In the data shown in Figure 2, A and B, all of the bursts occurred during particularly reliable firing events. To test the generality of this finding, we determined what fraction of bursts and single spikes were restricted to the most reliable visual firing events [stimulus-locked activity that occurred in >80% of trials (filled diamonds)]. For every cell in our sample, regardless of the visual stimulus, we consistently found that bursts were more likely than single spikes to occur during a high-reliability firing event (Fig. 2D).
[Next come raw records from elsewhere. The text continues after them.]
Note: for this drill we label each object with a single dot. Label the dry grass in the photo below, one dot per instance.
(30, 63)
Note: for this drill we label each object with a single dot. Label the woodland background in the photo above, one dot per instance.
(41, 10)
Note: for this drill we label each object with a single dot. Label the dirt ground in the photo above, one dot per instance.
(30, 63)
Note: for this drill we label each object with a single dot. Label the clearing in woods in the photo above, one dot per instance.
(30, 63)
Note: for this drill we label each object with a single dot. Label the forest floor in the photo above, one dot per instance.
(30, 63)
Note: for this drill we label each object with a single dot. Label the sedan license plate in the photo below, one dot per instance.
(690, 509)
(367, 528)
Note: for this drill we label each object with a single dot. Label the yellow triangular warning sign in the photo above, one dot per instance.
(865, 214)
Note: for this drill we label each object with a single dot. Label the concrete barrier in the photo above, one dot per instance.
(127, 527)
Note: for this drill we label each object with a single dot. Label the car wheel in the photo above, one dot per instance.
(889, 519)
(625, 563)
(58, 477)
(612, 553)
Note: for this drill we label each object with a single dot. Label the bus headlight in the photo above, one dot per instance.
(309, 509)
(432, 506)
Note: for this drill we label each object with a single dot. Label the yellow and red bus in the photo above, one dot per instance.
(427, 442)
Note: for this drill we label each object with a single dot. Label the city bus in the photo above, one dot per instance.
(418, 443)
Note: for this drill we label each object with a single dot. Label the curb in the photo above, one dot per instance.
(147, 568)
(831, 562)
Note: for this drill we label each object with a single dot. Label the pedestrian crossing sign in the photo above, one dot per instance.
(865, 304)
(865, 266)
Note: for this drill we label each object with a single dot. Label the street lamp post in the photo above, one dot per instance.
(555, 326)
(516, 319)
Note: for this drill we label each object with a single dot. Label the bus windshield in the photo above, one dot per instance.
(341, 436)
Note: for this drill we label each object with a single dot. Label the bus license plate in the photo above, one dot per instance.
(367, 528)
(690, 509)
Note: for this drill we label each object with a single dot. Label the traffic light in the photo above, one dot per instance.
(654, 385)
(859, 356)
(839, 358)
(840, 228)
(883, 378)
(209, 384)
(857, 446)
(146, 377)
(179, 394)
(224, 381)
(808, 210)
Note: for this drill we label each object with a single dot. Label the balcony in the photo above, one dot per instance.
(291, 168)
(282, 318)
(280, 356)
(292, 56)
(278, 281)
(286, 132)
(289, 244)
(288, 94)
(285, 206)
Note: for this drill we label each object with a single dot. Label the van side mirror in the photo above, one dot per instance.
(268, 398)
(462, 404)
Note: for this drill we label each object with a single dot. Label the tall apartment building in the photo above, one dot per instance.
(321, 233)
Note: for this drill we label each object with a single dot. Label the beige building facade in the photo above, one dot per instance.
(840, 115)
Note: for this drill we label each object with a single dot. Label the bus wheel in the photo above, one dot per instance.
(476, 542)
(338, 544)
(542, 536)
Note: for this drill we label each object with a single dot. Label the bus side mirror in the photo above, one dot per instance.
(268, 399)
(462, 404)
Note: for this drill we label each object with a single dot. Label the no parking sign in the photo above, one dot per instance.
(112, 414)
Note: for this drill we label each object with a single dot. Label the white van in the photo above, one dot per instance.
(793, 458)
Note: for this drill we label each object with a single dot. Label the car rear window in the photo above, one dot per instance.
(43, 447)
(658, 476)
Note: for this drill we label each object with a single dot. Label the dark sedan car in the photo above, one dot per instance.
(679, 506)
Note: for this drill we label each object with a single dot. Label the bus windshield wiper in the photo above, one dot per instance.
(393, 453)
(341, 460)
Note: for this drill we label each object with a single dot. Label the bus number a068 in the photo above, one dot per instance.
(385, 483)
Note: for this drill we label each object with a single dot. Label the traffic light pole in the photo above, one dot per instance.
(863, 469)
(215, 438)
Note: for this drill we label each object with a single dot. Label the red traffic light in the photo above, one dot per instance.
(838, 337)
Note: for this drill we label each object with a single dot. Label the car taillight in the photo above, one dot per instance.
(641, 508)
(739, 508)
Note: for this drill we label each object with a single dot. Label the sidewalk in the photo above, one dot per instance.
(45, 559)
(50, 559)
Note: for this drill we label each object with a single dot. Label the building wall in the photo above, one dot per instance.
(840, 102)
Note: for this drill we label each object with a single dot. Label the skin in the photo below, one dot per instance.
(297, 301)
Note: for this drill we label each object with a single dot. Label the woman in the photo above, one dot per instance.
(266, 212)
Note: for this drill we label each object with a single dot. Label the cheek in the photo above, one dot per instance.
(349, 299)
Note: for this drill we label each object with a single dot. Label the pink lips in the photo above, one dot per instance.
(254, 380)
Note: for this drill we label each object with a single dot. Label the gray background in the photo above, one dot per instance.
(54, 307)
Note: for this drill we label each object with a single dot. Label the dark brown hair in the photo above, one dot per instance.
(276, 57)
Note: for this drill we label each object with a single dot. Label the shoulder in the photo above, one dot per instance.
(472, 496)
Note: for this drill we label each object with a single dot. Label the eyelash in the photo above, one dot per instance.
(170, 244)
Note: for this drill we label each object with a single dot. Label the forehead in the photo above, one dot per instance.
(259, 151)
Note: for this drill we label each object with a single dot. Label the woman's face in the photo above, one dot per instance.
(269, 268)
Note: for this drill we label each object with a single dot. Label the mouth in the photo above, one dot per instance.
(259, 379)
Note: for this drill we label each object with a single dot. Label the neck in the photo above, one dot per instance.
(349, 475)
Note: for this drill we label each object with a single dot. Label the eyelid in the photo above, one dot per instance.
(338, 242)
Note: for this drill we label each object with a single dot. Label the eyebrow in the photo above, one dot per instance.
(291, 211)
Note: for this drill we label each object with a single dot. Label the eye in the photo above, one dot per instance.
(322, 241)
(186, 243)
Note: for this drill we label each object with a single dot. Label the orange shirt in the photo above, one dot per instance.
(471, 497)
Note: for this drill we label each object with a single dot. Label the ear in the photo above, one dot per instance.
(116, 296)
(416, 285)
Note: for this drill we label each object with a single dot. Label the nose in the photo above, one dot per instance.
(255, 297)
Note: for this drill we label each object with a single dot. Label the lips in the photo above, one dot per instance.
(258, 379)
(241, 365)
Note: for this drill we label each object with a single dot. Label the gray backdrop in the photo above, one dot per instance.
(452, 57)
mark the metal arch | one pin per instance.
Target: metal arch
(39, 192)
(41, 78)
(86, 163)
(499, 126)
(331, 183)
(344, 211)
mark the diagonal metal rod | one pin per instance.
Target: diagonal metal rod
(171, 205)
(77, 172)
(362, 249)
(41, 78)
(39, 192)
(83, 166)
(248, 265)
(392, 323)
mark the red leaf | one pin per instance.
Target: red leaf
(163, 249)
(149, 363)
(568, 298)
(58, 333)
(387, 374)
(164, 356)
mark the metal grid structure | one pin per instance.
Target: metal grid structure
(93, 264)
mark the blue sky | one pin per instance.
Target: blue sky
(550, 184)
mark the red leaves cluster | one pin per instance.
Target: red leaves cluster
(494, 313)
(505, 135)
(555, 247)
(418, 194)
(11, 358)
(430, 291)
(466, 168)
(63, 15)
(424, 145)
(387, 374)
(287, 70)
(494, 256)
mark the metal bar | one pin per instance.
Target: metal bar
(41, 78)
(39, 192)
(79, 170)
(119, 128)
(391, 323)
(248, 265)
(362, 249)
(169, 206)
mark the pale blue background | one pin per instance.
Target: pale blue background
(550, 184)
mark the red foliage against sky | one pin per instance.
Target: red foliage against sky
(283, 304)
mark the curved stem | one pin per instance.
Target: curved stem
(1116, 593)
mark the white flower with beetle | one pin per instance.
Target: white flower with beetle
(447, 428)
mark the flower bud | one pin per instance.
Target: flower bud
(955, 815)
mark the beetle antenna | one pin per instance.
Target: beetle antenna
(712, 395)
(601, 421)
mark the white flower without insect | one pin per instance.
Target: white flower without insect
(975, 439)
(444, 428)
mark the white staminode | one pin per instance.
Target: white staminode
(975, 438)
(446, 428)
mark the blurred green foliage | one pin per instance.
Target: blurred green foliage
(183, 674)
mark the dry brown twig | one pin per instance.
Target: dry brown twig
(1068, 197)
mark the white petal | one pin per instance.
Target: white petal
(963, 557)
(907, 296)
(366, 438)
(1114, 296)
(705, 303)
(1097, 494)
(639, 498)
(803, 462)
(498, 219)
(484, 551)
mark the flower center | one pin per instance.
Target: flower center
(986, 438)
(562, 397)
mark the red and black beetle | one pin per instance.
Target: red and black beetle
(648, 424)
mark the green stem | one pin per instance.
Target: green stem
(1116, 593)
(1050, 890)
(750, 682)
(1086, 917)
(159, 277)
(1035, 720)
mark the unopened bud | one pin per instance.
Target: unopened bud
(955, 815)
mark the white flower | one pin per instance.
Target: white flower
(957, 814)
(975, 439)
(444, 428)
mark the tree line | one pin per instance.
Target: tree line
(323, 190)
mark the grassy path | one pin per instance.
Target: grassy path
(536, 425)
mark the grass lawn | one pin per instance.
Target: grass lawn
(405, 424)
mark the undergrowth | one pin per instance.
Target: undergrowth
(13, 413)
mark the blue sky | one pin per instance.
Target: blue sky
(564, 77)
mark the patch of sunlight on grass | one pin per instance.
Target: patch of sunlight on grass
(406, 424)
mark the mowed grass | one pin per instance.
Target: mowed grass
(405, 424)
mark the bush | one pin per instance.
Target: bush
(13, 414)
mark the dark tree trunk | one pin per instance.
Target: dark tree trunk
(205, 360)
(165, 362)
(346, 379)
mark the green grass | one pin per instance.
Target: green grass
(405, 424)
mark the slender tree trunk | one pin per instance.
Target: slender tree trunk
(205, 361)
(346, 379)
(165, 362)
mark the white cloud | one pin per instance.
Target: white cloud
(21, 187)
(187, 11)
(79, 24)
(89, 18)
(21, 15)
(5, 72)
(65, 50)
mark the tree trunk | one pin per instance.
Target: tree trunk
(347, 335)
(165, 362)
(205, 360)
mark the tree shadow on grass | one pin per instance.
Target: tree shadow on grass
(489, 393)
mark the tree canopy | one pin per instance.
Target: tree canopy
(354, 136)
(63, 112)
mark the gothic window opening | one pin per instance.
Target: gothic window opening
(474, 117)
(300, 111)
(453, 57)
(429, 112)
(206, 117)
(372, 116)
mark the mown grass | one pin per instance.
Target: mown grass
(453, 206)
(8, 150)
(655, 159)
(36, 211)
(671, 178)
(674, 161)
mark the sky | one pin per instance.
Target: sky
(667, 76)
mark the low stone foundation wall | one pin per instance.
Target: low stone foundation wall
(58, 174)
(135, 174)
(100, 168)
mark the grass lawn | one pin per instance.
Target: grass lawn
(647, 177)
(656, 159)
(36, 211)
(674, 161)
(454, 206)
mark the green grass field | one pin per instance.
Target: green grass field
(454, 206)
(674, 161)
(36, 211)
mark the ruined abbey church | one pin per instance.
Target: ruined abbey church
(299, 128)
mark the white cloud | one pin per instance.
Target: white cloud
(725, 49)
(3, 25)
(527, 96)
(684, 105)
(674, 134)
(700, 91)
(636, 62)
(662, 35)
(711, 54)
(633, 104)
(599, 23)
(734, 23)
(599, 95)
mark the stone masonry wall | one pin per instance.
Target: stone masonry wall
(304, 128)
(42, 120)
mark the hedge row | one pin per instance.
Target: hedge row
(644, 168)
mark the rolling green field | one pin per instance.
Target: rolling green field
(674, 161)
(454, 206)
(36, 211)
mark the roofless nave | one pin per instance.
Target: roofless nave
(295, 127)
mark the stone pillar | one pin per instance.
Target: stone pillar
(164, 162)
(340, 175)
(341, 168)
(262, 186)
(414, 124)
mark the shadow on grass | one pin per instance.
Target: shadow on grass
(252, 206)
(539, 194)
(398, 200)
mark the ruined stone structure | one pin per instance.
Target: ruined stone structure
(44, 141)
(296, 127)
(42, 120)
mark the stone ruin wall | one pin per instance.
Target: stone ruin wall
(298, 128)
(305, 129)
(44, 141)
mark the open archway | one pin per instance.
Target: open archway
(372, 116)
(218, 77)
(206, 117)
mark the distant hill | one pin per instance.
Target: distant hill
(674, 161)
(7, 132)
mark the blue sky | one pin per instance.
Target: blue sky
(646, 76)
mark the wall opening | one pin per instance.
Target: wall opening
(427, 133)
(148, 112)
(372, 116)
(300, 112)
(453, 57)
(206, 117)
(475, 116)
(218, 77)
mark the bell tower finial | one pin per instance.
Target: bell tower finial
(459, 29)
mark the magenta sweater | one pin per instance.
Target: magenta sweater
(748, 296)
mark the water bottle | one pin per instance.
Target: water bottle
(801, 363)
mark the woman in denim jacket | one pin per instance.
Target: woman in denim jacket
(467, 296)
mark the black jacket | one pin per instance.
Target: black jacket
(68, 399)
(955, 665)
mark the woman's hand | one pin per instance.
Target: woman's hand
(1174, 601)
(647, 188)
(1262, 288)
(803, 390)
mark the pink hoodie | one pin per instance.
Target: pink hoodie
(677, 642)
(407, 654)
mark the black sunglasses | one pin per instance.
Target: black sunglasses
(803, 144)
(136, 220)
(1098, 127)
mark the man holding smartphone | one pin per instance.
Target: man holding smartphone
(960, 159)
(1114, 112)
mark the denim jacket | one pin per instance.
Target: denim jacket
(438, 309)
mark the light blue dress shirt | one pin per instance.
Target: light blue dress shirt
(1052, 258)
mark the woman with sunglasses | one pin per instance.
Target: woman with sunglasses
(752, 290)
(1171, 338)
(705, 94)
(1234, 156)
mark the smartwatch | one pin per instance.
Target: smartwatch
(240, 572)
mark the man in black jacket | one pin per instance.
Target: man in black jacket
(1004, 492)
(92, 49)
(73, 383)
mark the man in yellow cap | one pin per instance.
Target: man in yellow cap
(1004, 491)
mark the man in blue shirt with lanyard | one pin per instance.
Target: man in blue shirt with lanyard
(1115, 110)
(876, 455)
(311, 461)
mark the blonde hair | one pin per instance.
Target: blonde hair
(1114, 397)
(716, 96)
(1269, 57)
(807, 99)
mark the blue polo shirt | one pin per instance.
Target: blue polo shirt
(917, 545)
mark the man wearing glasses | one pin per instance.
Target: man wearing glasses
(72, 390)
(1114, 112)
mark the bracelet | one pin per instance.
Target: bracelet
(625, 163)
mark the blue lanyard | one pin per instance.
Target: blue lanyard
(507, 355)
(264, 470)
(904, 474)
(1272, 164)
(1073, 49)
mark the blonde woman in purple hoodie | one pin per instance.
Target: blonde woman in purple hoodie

Burst frequency depends on visual stimulus
LGN cells fired more bursts per second during the natural visual stimulus than during the white noise-stimulus (Fig. 3A). A similar result was found by others comparing spatiotemporal natural movies with spatiotemporal white noise (Lesica and Stanley, 2004). The increase in bursts during our natural stimulus was not attributable to a general increase in firing rate: a higher fraction of all responses were bursts when the natural stimulus was shown (Fig. 3B). The fact that some types of stimuli elicit more bursts than others is strong evidence that visual inputs can influence the priming of the channel and thus the state of the cell, at least on average.
The burst state is primed at reproducible times
If the probability of priming is determined only by average stimulus properties, it should be approximately constant over time within a stimulus. Alternatively, if priming is determined by specific temporal features in the visual stimulus, we would expect that burst probability would vary across firing events. In our data, we found that bursts occurred in a specific subset of firing events (Fig. 4A, red curve) (see also Fig. 2A,B, red points).
Most firing events had a zero probability of a primed burst state at the time of the visual trigger. For example, the cell shown in Figure 4, A and B, responded with 163 stimulus-locked firing events over 8 s. Of these events, 104 excluded bursts (no bursts in 128 trials). In other firing events, the same cell had as high as 83% chance of being in the primed state when the visual trigger occurred (106 of 128 trials had a burst within the time window of a single firing event). Other visually triggered events had an intermediate, but reproducible, probability of the primed state (Fig. 4, compare A, B). Our findings are in agreement with other studies using different visual stimuli (Lesica and Stanley, 2004; Alitto et al., 2005). This result shows that the recent stimulus can reproducibly set the probability that the cell will be primed at the time of each visual trigger.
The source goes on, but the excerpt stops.